警察に相談したいことがある場合は、警察相談専用電話「#9110」を利用することができます。
女性のさまざまな問題に対して、相談・保護・自立支援など専門的支援を行う婦人相談所や、男女共同参画センター(都道府県等によって名称が異なります)、女性の人権ホットラインなど多くの相談窓口があります。相手から逃げたい・避難したい場合や自分の情報を守りたい方などへの支援制度もあるため、まずはお近くの警察や相談窓口に相談するようにしましょう。
その他にも、弁護士への相談(民事面での法的対応)や探偵への相談(ストーカーが誰なのか特定してもらう)をすることも有効です。ストーカー被害に遭ってしまった場合や何か不審な点があった場合は必ず周囲に相談しましょう。
ストーカー規制法に基づく禁止命令等は増加傾向に
ストーカー規制法とは、正式名称を「ストーカー行為等の規制等に関する法律」といい、平成12年11月に成立しました。

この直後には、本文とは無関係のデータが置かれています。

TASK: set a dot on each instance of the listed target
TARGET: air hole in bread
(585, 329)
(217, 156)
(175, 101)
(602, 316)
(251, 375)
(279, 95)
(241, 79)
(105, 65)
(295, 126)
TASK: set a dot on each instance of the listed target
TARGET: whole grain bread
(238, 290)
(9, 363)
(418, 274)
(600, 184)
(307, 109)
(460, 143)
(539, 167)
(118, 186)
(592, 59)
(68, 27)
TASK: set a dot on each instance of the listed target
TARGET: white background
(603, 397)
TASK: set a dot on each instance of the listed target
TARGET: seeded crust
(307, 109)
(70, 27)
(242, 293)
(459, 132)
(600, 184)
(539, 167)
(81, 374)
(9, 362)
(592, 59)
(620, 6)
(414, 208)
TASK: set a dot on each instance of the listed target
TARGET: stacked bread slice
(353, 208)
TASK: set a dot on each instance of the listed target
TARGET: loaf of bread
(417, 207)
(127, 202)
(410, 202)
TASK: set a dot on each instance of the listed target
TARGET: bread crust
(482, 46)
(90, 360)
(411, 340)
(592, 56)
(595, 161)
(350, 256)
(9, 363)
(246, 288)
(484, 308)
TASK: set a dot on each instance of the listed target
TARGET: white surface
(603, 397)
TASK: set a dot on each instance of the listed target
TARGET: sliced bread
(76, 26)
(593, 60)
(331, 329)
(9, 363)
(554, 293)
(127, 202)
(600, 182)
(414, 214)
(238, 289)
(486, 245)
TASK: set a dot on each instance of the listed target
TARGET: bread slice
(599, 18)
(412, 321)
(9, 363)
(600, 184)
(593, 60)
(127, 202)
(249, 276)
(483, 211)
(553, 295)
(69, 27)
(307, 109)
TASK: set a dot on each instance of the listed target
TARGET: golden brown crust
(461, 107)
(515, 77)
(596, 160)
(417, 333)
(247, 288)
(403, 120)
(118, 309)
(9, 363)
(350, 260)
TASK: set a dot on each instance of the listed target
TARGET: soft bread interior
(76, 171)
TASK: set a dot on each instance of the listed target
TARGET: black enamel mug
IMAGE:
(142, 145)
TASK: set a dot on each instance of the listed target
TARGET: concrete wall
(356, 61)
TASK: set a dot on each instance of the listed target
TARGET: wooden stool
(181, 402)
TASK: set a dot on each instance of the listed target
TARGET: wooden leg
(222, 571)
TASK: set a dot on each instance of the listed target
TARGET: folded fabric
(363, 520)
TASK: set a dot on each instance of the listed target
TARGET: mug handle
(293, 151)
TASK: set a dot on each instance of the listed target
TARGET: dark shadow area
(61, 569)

ストーカー規制法によって規制対象となる行為は、「つきまとい等又は位置情報無承諾取得等」と「ストーカー行為」です。ストーカー規制法で規定されている「つきまとい等又は位置情報無承諾取得等」とは、特定の者に対する恋愛感情その他の好意の感情又はそれが満たされなかったことに対する怨恨の感情を充足する目的で、その特定の者又はその家族に対して行う以下のア~コの行為です。
- つきまとい・待ち伏せ・押し掛け・うろつき等
- 監視していると告げる行為
- 面会や交際の要求
- 乱暴な言動
- 無言電話、拒否後の連続した電話・ファクシミリ・電子メール・SNSメッセージ・文書等
- 汚物等の送付
- 名誉を傷つける
- 性的しゅう恥心の侵害
- GPS機器等を用いて位置情報を取得する行為
- GPS機器等を取り付ける行為等
ストーカー規制法では、同一の者に対し「つきまとい等又は位置情報無承諾取得等」を繰り返して行うことをストーカー行為と規定し、罰則を設けています(※注1)。
※注1:「つきまとい等又は位置情報無承諾取得等」のアからエ及びオ(電子メールの送受信に係る部分に限る)までの行為については、身体の安全、住居等の平穏若しくは名誉が害され、又は行動の自由が著しく害される不安を覚えさせるような方法により行われた場合に限る。
ストーカー規制法は何度も法改正が行われ、それに基づく禁止命令等は平成28年のストーカー規制法の改正法が施行された平成29年以降に急増し、その後も増加傾向にあります。令和5年は1,963件と法施行後最多となっています。
禁止命令等の効力は1年ですが、継続する必要があると認められると延長されます。禁止命令等にはこの延長の処分も含まれています。
相談する際に必要な情報を進めておく
ストーカーに狙われていると感じたら、ただちに警察に相談するのがおすすめです。その際に具体的な被害状況が把握できるものがあると、警察も動きやすくなります。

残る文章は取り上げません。